# Making the weight



## Andrew Green (Apr 27, 2006)

Ok, so cutting weight is not really "healthy", but better to do it right then wrong.  So here's a article on it:



> Have any of you ever watched a weight class fight in which one fighter looks far bigger and heavier than the other even though they weighed exactly the same amount the day before? Have you ever wondered how an athlete can lose 10-15 pounds in one day for a weigh in and then gain it all back for the fight with no ill effects?
> * By Martin Rooney, MHS, PT, CSCS, NASM*​


* 

http://www.graciemag.com/?c=150&a=4147*


----------



## Makalakumu (Apr 27, 2006)

Cutting weight was the worst part about wrestling.  I was always over and it was absolute torture getting down.  I remember sitting in the sauna with a wetsuit on and opening the thing up and watching the water spill out.  Terrible.  It's one of the reasons why I stopped competing in the sport.


----------



## Lisa (Apr 27, 2006)

Ya know...this cutting weight idea has ALWAYS confused me.  How can someone possibly cut that much weight in a day or two and have the energy and stamina to then go and fight/box/wrestle/whatever?  I would e toast.  Probably somewhere on the side lines seeing pretty birdies fluttering around my head, even before I stepped into the match.


----------



## Carol (Apr 27, 2006)

Lisa said:
			
		

> Ya know...this cutting weight idea has ALWAYS confused me. How can someone possibly cut that much weight in a day or two and have the energy and stamina to then go and fight/box/wrestle/whatever? I would e toast. Probably somewhere on the side lines seeing pretty birdies fluttering around my head, even before I stepped into the match.


 
Go to a bodybuilding website and one may read about even more drastic solutions to cut weight.

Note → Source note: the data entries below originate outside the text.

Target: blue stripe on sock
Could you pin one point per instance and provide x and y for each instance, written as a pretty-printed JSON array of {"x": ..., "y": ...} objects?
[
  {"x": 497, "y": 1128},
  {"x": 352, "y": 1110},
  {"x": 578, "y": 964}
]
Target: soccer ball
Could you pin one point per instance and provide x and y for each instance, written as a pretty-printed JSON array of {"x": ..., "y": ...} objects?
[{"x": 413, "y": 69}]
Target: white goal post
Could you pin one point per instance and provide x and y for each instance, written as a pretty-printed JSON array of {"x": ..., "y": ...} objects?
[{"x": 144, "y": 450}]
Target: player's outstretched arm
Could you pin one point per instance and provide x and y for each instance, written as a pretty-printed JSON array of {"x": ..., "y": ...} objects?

Those that play the dehydration game replenish with IV's in the period after weigh-in but before the match.  

It reminds me of a time last year, when I was driving home from work, burned out and in a bad mood.  I was almost back in to Salem when I saw a sign that said Fraser Field.  I made an instinctive decision.

10 minutes, and 10 dollars later, I was sitting in a WPA-built ballpark, with a hotdog and Diet Coke in my hand, watching the semi-professional North Shore Spirit play a ball game.

Something very special gets taken away when the spirit of competition loses its spirit...or it's soul.


----------



## Andrew Green (Apr 27, 2006)

Carol Kaur said:
			
		

> Go to a bodybuilding website and one may read about even more drastic solutions to cut weight.



Not just to cut weight, suck all the water out of your body and you get that "ripped" look that is the goal in bodybuilding.  At competition time, they are all dehydrated.


----------